Hello everyone. Just wanted to tell someone how bad I’m feeling this morning. Second day in a row, I had my morning’s errands, etc., planned out, but was so sad and crying so hard I couldn’t leave the damn bedroom. I keep thinking that if this is how my life is going to be why bother living it? I’ve been in a depressive episode for a long time & I am starting to think it’s never going to end.
Why bother? : Hello everyone. Just... - Anxiety and Depre...
Why bother?
Hang in there, you are not alone. Think as positive as you can, get some rest, and definitely talk to your doctor.
Hi Nicetry. I’m sitting here in a small room by myself because it’s all too much. I got my kids to school, so I try to give myself credit and I do all the work that really has to be done but then I completely isolate. Feel alone. I hear you that you have been depressed. It happens but it lifts. Sometimes our tears can be healing. After every difficulty comes ease. I hope you feel better soon.
Thanks for your kind words. I do the same: run the errands I have to, then go home and sit alone. I don’t even really clean the house anymore & can’t do my beloved gardening bc of a back problem.
I can so relate. Cleaning is a hard one for me too. So sorry about your back. I wonder if there’s anything else you like to do to get your mind off things.
I’m so tired of depression. Lately I try so hard to lift myself up, be strong and all that... but I’m at a loss today. I will pick up my kids and I will make lasagna but for now I just sit here almost unable to move I’m so tired and unmotivated.
Sounds like you are not depressed. I think you are lonely and not the type of person that likes being alone.
Could you make friends by joking a group or taking up a hobby?
No I’m def depressed (and anxious). One thing that keeps me alive is my wonderful husband, who has been beyond supportive. I have a few close friends who I can call at any hour and am also very close w/my sister. But not all my friends know of my mental illness. (I do like your suggestion of joining a group ...)
My hobby is mixed media collage — I actually sell my stuff — but sometimes I’m too depressed to do that.
Yes joining not joking. iPhone typo. Fat fingers.
Try swimming it’s great. I have severe chronic anxiety.
After a swim I feel great.
Anxiety and depression together is awful. They ride on the backs of each other.
I am mostly anxious but I do get down sometimes.
I started therapy last week. Day 2 tomorrow.
I have sever insomnia. Average 3 hours of I’m lucky.
Best of luck to you. You have your family.
I have people around me when I choose. I have my family especially, a large one. It’s just hard to be around people right now. I have a lot on my mind and everything seems overwhelming.
Have you heard of Ketamine Infusion Therapy for treatment resistant depression.
Reports are very promising.
bit.ly/2IwachE
Yes, I had this done during its clinical trials at the Cleveland Clinic. The doctor told me at that time that if I didn’t have a response after 2 infusions, it’s not going to work for me.
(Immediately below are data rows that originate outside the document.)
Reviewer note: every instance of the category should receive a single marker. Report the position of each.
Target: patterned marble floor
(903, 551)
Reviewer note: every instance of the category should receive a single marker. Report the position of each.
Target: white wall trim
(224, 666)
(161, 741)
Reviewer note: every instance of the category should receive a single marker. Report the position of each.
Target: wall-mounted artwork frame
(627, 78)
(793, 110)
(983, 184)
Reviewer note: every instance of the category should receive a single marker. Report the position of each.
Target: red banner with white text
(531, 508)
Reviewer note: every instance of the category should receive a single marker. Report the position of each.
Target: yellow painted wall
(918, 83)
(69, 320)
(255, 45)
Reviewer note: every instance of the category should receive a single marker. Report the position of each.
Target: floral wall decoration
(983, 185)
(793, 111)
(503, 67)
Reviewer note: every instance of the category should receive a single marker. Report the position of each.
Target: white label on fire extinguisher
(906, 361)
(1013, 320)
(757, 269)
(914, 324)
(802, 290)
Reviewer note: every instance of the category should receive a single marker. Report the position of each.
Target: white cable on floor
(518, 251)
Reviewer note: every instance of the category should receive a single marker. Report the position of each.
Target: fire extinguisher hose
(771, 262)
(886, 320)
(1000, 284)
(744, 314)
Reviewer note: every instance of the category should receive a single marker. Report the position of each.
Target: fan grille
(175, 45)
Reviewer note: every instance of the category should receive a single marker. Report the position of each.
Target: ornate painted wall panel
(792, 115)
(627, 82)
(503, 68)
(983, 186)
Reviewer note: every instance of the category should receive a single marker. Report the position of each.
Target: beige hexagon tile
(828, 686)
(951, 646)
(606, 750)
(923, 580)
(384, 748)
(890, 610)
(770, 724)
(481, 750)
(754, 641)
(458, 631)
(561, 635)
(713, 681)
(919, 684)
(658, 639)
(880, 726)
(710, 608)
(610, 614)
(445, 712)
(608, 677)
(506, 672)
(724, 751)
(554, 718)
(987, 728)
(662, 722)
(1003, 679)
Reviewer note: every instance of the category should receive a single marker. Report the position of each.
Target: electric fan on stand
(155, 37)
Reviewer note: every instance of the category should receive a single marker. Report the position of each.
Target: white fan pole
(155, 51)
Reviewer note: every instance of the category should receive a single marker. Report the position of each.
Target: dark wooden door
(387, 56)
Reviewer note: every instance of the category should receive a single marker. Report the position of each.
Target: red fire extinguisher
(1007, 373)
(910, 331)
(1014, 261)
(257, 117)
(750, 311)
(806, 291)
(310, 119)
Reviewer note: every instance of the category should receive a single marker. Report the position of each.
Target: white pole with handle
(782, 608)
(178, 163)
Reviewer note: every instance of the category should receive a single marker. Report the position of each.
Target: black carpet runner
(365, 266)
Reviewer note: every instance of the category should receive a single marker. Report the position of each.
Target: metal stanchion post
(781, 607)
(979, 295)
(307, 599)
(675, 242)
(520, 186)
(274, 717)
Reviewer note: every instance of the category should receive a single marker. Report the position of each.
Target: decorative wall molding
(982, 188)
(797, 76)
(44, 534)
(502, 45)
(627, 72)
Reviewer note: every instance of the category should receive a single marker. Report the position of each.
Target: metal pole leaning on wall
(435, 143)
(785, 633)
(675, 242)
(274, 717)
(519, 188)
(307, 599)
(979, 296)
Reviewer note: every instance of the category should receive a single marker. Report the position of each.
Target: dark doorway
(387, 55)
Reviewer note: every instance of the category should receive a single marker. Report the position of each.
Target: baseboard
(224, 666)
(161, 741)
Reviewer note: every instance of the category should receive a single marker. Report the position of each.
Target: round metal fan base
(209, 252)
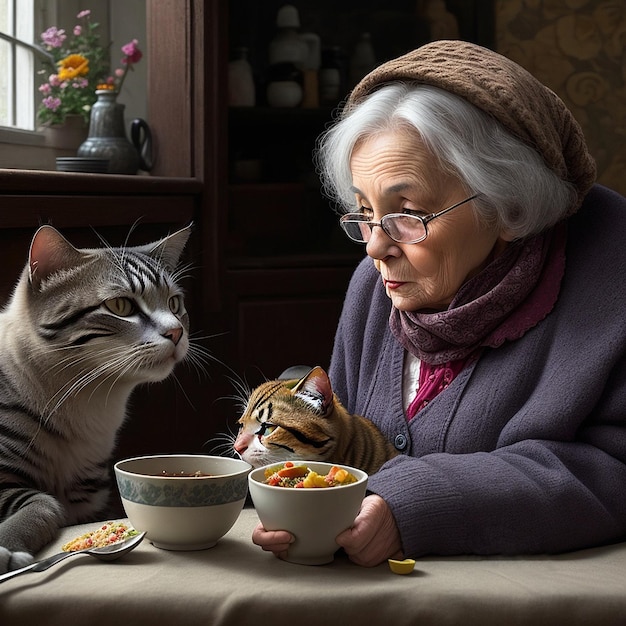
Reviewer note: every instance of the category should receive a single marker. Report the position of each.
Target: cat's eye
(176, 304)
(120, 306)
(265, 429)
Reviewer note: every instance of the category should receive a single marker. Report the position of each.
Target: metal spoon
(106, 553)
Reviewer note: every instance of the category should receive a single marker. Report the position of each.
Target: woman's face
(392, 172)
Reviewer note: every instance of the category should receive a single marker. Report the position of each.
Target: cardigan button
(401, 442)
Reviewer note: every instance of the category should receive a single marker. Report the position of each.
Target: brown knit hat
(505, 90)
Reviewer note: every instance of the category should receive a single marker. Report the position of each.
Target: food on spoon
(300, 476)
(108, 533)
(401, 567)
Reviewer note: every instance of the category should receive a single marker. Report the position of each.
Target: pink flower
(53, 37)
(132, 52)
(52, 103)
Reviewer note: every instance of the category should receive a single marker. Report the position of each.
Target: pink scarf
(511, 295)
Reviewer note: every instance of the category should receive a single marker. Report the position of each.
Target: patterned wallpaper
(578, 49)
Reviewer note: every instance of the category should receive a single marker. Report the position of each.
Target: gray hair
(518, 190)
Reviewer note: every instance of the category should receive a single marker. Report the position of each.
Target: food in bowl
(303, 477)
(183, 512)
(313, 516)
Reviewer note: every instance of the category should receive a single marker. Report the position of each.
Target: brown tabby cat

I had no response.
Though I have heard more recently that new research shows that some severe depression requires more infusions. I will ask my doc next time I see her.
I hope to get it done someday. I contacted the clinic and they said it helps with anxiety too.
I’m not sure whether my insurance covers it. They cover ECT, but I won’t do that again. Bad experience & little reward.
There is only 1 clinic in UK that does it. It’s in Oxford. It hasn’t been released to the NHS yet.
The price is ok, you get the consultation with the psychiatrist and 3 infusions for around £800.
Further infusions are £195.
It is very expensive in US I understand. Probably thousands.
Yes, I’m in the US & it is extremely expensive. Too bad, I was in England last year. I have relatives in Yorkshire.
Hi there nicetry. I am so sorry that you are struggling with this. Depression can be the worst some times. Some times we put a brave face on it all and push it down, but other times the smiles don't come easy and the pain shows. Today, I have had a good day. I went to a pumpkin patch. They are not all like that. Some days are hard. Very hard.
It does us good to let others know we are struggling sometimes. That is part of the problem. We so often keep our struggles to ourselves, keeping up our polished exterior, afraid to let people know we are hurting.
I scurry around some days like I don't have a care in the world and other days, I am broken and holed up in my room. A friend once told me that we should not be afraid to crumble. Once the cracks show, that's how the light gets in....that's how we show we need some help and accept that we may be just a little bit broken inside. I think it comes from a poem by Leonard Cohen about light in the darkness.
Cracks can be beautiful and bring about healing.
Some of the best pieces of art are cracked, flawed and fragile but still, they are priceless. You are too.
Hang in there and don't be afraid to let the cracks show. Tomorrow will be a good day.